Posts tagged ‘ruby’
Quite a while ago I started my first Ruby project – OfflineSearch. I know that the name does not sound fancy, but at least it tells you what it does. OfflineSearch is a semantic search mainly for offline html documentation.
- It was not capable of UTF-8
- It ranked the results in a very illogical way – I do not remember the exact algorithm, but the quality of the results was rather poor
- It produced a quite large search index. Obviously it was not designed to hold some thousand documents
The main problems where point 1 and 2. On the one hand I had to convert the documentation to ISO-8895-1 and than back again, otherwise the search index was a bit corrupt. This led to quite a lot of other errors that I had to fix. On the other hand I was not very fond of the search result quality.
I searched the net a lot for offline search programs but was not able to find anything better than Webetiser. In the end I decided to write one myself and this was the birth of OfflineSearch. I decided to search for semantics in the documents to improve the result quality. I gave some tags (e.g. strong, em) more weight than others (e.g. p or span) and accumulated the value, if the tags were nested. I also wanted to evaluate the importance of a document by the links it got from other pages – as far as I know this is one algorithm that search engines like google use to generate their page rank.

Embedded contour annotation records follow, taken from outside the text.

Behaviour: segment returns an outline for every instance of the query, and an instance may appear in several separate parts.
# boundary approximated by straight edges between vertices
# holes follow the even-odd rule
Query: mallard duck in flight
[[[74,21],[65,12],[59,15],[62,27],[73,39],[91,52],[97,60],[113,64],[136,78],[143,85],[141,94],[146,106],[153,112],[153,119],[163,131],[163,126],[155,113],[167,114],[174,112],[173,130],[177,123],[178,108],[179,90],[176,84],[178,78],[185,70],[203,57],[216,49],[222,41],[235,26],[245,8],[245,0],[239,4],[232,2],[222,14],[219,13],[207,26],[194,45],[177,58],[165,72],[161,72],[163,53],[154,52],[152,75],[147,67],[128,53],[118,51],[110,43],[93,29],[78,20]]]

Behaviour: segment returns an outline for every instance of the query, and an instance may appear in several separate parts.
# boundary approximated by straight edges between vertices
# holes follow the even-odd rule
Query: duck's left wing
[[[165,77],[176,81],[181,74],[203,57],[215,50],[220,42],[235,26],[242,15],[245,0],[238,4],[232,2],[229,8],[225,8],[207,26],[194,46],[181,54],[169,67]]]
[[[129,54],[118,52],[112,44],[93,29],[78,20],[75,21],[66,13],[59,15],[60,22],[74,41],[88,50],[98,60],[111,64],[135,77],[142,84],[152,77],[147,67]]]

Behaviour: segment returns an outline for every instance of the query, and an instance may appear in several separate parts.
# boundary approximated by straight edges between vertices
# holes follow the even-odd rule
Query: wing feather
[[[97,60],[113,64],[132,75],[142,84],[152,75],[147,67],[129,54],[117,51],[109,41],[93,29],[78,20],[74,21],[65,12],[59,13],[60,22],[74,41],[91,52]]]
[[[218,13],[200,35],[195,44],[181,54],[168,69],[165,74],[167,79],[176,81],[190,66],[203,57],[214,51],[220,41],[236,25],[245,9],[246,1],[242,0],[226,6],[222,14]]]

I set these goals for OfflineSearch:
- The top 10 of the result set should contain the page that the user was searching for
- The search index should be optimized for large document sets
- A search result should be returned in a decent amount of time
I was not trying to optimize the indexing time in my first approach, because this time is neglect able in comparison to the time a user has to wait for a result to display or the time the user spends for looking for the right document. You only have to index once, but many users search often. The index should provide a fast way for searching.
A first prototype
After about three weeks of programming in my leisure time, I had a prototype ready for testing. The first tests on the documentation were quite promising, because my search generated better results than the former. At that time the quality was far from good, but by tweaking the tag values it quickly went in the right direction. This is one of the main advantages of OfflineSearch: You can tweak it until it fits your situation. My search index was optimized for a large number of documents and was smaller than what came from Webetiser. The prototype was such a motivation, that I pushed version after version until the program got stabler and faster.
At first I had a really poor indexing performance. Indexing 1300 Documents took about 5 minutes. Of course you can not really compare a Ruby program against a C++ one, but a multiplication factor of 5-6 was not what I wanted. Several parts of the program were not optimized. After playing around with the Ruby profiler and the Benchmarking tool I found the bottlenecks and quickly removed them. In the end OfflineSearch had a really good performance.
Did you mean … ?
I want to list here some of the problems that I had during developing OfflineSearch, that I did not foresee.
I first decided to nest arrays in the search index in 3 layers. This was a really bad idea for performance in IE6. I solved this problem by using only 2 layers and splitting the string that is contained. Here is an example:
var ranks = [[[29,4],[47,3],[77,3],[52,2],[58,1]],[[63,62],[66,6],[3,4]]]
var ranks = [[‘29-4’,‘47-3’,‘77-3’,‘52-2’,‘58-1’],[‘63-62’,‘66-6’,‘3-4’]]
Cache everything you can. If you use a regular expression more than once, cache it. If you are using the same array more than once cache it,…
Do not initialize these things more often than it is really needed. This gives you an immense performance boost with nearly no effort.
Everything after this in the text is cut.